Fast-forward to the novel coronavirus test itself, a study published by The Lancet found that the DnaNudge test has an average sensitivity which means being able to correctly identify Covid-19 cases of 94.4 per cent and its specificity – correctly identifying those without it – of 100 per cent.
“These results suggest that the CovidNudge test, which can be performed at a patient’s bedside without the need to handle any sample material, has comparable accuracy to standard laboratory testing,” professor Graham Cooke, lead author of the study from the Department of Infectious Disease at Imperial College London, said in the Lancet recently.
But why is this coronavirus test so important and don’t we already have reasonably accurate tests?
The key here is speed, while not sacrificing accuracy, which aims to liberate many from the standard 48-hour wait for results.
The implications cannot be overstated and Toumazou outlined just a few of the key beneficiaries: those awaiting urgent surgery, airports, maternity wards and even those who are sometimes forgotten such as mental health patients.
But the question on many people’s lips will inevitably be: why was Toumazou and his start-up able to create this Covid-19 test kit and not somebody else?
Essentially, Toumazou had most of the tools ready and slightly tweaked them.
His Covid-19 test was adapted from a previous iteration of his testing kit, DnaNudge’s consumer test, which launched last year. It analyses a user’s genetic profile to display their biological map and identifies traits such as obesity, hypertension and cholesterol.
It then aids users by “nudging” them towards lifestyle choices which aim to minimise potential risks.
He explained that it works like a traffic like system, whereby a person downloads the app or uses a wearable and scans food items in supermarkets. According to your profile, goods then come up as either red or green.
“But you know, the best diet is the one you don’t know that you’re having, the whole point was to demystify the whole process so that people are closer to the science,” he said.
“If you know that your own biology is saying ‘that’s green for you and not red for you’ then it’s a biological traffic light system and not a marketing one, you know you’re not being conned into a one suits all.”
But how did he recalibrate this system?
“We repurposed the test and most of the technology had already been developed, it was a matter of just changing the chemistry on the chip to detect Covid-19,” Toumazou said.

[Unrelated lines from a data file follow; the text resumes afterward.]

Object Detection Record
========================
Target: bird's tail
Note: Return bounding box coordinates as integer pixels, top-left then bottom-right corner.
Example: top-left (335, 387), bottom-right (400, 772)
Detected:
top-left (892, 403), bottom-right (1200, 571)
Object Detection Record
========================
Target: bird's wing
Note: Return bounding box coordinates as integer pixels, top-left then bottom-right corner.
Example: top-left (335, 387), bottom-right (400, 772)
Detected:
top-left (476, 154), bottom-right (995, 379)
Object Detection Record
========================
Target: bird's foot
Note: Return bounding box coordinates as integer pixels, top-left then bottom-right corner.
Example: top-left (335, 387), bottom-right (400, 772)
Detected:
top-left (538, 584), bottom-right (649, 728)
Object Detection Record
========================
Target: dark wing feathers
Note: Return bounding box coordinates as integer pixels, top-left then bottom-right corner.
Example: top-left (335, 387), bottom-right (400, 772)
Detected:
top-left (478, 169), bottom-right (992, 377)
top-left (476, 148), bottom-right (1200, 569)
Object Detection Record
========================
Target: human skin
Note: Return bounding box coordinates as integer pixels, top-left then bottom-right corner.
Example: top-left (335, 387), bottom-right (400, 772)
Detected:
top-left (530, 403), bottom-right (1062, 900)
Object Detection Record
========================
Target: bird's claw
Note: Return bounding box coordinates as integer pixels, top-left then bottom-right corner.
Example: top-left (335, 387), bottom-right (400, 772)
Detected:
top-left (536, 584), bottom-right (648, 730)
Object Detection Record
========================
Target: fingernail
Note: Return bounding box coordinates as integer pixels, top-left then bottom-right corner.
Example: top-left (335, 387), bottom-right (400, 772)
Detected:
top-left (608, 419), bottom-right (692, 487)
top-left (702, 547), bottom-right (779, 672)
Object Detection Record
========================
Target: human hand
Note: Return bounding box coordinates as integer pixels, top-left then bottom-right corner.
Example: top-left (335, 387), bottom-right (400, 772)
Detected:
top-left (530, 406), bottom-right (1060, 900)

“So, we then just repurposed it so that [it functions] almost like a fishing bait, and if you got it, it bites. Very binary, you’ve either got the genes of Covid-19 or you don’t,” he said.
Toumazou previously worked with Public Health England as the chief medical officer on the epidemic of obesity in the UK.
As he explained: “They knew about my work for a simple consumer test, the utility of our test was borne from the consumer world, so when Covid-19 came along, it seemed almost like a marriage in heaven to repurpose it for Covid-19.”
Toumazou’s innovation might not be a silver bullet in itself. Many hope that will come in the form of a vaccine at some point in 2021. But the 90-minute test kits offer both greater freedom and security in our uncertain world.